Blue Heron felt cold wind blow through her souls. Night Shadow Star’s eyes possessed an eerie look, large and glistening. The effect was as if they were oddly inhuman. Her face, so perfectly formed, remained expressionless. The woman’s wet hair seemed to be touched by a breeze the way the long black locks moved. And more unsettling, why was she naked? Last Blue Heron knew she’d been in Rides-the-Lightning’s care as he fought to recall her souls. Now, here she stood in the light of the fire, her athletic body bronzed by flickers that glinted gold in her thick mat of pubic hair.

Night Shadow Star held the knife out like an offering. The viciously hooked blade at one end glinted in the light.

“Does anyone recognize that knife?” Red Warrior asked.

“No.” Blue Heron studied it. It wasn’t the sort of thing a person could forget. “Sister? Do you?”

Matron Wind shook her head. “Never seen it before. If it was Four Wind Clan’s I’d know it.”

“So,” Red Warrior pondered, “what could possibly entice Cut String Mankiller to act against the Morning Star?”

“He’s from Evening Star town, isn’t he?” Blue Heron studied the knife. “And he’s Four Winds Clan by birth?”

“I think so.” Matron Wind glanced at Morning Star. “Did he say anything? Give you a reason?”

Morning Star had been standing to one side, positioned where he could watch their faces. Now, in an emotionless voice, he announced, “He said only that he’d see me soon.”

Night Shadow Star’s voice had a peculiar resonance, the sort that might have mimicked speaking down a long cane tube as she said, “You see only the reflection. Like the surface of a still pond. You must go deeper … into the very darkness.”

Matron Wind frowned. “Niece, I don’t understand.”

“No … you don’t.” Night Shadow Star cocked her head, as if hearing a distant voice. “I have to go now. Any longer, and he’ll be dead.”

She turned, fixing her eerie gaze on Morning Star. “Do we have an accord? You agree to the terms?”

He nodded, something unsettled in his expression. “As you wish.”

“I’ll take Five Fists.” And with that, Night Shadow Star tossed the brown-chert knife to her father; Red Warrior barely reacted in time to snatch it from the air. She turned in a whirl of damp black hair and strode purposefully for the door.

The
tonka’tzi
’s expression looked shocked and confused. Five Fists nodded when Morning Star gestured he follow Night Shadow Star.

“Accord?” Matron Wind asked. “What terms?”

“Patience, Matron. Even the most ancient of enemies can make alliances when they face a mutual threat.” Morning Star might have been staring into an eternity only he could see.

“An alliance!” Blue Heron sputtered. “With whom?”

“What threat?” Red Warrior demanded. “What was Night Shadow Star doing here? And without so much as a skirt? I don’t understand—”

Morning Star cut him off with a slash of his hand.

“She saved my life,” he said simply. He turned his preoccupied gaze on Blue Heron, and she recoiled at the turmoil reflected there. “We shall need your assistance, Clan Keeper. No one knows the patterns of intrigue as well as you.”
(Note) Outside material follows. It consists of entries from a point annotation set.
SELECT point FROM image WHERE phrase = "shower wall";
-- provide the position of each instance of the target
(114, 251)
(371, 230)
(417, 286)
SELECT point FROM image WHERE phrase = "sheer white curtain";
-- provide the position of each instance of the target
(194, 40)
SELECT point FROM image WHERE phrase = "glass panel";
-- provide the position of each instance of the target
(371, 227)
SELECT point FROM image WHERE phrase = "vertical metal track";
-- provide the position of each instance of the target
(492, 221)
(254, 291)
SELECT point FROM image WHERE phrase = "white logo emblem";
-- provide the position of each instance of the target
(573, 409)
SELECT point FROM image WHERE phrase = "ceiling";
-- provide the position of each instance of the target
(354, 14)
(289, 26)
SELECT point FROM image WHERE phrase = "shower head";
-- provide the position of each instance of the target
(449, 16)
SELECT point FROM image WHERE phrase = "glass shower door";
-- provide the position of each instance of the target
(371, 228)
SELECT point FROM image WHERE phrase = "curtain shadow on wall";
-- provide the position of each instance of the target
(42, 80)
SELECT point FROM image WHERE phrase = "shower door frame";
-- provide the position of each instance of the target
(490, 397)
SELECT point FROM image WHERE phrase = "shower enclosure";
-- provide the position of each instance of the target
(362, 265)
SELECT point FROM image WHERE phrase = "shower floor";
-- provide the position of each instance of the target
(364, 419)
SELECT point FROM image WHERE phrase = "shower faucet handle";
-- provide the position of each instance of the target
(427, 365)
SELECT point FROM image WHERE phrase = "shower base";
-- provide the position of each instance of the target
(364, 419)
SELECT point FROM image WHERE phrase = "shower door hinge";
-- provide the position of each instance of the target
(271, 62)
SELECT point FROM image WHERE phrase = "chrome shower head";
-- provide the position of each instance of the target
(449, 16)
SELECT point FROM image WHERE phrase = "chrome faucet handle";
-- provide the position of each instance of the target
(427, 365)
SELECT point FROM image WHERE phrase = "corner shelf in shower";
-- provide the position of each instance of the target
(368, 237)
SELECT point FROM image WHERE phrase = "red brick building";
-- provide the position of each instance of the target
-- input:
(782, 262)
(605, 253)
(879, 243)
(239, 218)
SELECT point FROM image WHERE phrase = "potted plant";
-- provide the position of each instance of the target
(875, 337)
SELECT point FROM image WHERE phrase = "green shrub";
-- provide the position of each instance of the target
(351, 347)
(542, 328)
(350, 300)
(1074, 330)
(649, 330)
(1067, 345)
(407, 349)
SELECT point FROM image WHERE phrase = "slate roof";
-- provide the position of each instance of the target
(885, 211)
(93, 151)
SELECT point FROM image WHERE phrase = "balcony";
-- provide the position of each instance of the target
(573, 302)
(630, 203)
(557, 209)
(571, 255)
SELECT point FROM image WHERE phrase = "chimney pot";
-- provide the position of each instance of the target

And at that moment, two more warriors emerged from the Morning Star’s room. These bore the body of Cut String. Blue Heron gaped at the three arrows, neatly driven through the dead assassin’s back.

The fletching, she noticed immediately, was Five Fists’. But how had he allowed anyone, even a trusted man like Cut String to get so close?

“Night Shadow Star did that?” The woman had been wet, obviously from the rain. Which meant she’d come straight here from Rides-the-Lightning’s? She’d known?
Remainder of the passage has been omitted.